Oh, I love the Vonnegut interview. Then again, I love all things Vonnegut. In the mid ’70s, just your average girl in high school, I picked up my first Vonnegut book, Slaughterhouse-Five, and fell in love with Billy Pilgrim. I’ve read all of Vonnegut’s stories since. You wouldn’t think a man of that era appeals to a young (or old) woman, but he speaks the language of all ages and both genders. You might want to read him if only for his genius wit and sarcasm.
His last book, A Man Without A Country, is a marvel. It reads like a memoir but it’s so much more. Annd he writes with staggering clarity. I’d recommend you give him a chance. As you’ve quoted him here, you must sense what a wise soul he was.
And critics?

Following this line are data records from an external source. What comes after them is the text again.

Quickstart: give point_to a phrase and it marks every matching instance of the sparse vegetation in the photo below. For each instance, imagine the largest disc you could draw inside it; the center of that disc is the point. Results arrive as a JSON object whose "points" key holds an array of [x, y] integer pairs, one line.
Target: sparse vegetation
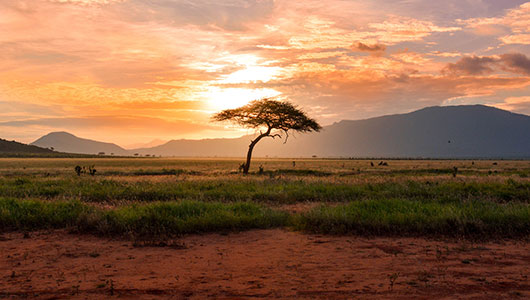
{"points": [[160, 197]]}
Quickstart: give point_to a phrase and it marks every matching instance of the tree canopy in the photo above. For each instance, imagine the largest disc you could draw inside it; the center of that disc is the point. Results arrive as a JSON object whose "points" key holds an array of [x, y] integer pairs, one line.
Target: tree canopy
{"points": [[271, 114], [268, 114]]}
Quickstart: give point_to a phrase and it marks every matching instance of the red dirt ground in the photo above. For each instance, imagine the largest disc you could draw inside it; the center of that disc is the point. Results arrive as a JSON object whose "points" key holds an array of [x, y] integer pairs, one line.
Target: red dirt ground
{"points": [[260, 264]]}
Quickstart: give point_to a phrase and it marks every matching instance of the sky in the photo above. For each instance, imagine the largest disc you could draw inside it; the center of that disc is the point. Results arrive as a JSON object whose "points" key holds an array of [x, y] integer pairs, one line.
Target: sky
{"points": [[132, 71]]}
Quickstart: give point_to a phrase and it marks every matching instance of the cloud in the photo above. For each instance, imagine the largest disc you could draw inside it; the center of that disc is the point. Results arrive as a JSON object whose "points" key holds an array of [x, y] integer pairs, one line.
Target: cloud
{"points": [[516, 63], [369, 48], [471, 65], [474, 65], [516, 21], [515, 104]]}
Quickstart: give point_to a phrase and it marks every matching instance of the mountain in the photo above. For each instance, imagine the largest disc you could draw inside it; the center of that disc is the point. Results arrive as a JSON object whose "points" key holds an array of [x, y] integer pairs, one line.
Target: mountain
{"points": [[66, 142], [466, 131], [153, 143], [12, 147]]}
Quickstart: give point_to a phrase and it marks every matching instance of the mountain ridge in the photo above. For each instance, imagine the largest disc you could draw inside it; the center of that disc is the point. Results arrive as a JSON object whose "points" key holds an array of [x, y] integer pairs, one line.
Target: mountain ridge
{"points": [[464, 131]]}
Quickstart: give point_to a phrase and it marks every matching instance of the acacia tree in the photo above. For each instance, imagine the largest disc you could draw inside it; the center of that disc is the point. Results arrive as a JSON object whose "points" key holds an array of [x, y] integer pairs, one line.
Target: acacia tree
{"points": [[271, 117]]}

Who are they they to judge? You know if you’ve got something good. No critic can prove or disprove that.
🙂
I’m willing to give him a chance. Probably if I’d ever had a professor make me read Vonnegut, I would’ve learned I liked him. I love many male authors! But there have always been so many other books to choose from, I never got around to giving him a chance. Thanks for stopping by! I’ll give V. a chance.
Great interview. Slapstick was the first Vonnegut book I read (not Slaughterhouse-Five). I remember loving it.
All books to add to my reading list! I hadn’t heard of Slapstick before, just Slaughterhouse Five. Most of the Paris Review Interviews are worth reading.
Love that “may be a bad book” line!
When I was teaching, I once played for my classes a recording of Vonnegut reading aloud from Slaughterhouse-Five. I will never, ever forget the tone and pacing of his voice saying, Overhead he heard the cry of what might have been a melodious owl, but it wasn’t a melodious owl. It was a flying saucer from Tralfamadore. Many years later I met him — will tell that story someday — and his voice sounded even better in person.
Critics are a pain in the rear. Unavoidable (you can’t please everyone), and they do help make praise even sweeter. But that they’ve got such a damned big megaphone really rankles.
P.S. But then there are the GOOD reviews… Talk about being intimidated by a book not yet published: check out The Night Circus. Egad. I’d kill to have even one of those advance blurbs. (And the book itself sounds like great stuff!)
Oh, I came across The Night Circus a few weeks ago and felt two things (well, more than two, but two main things): One, excitement—-I want to read it. Sounds like my kind of story. Two, illness—-it’ll have a bunch of things I wish I’d written, things similar to what I have notes/other stories about, it’ll prove why I can’t get published. Sigh.
I’d like to hear the Vonnegut story.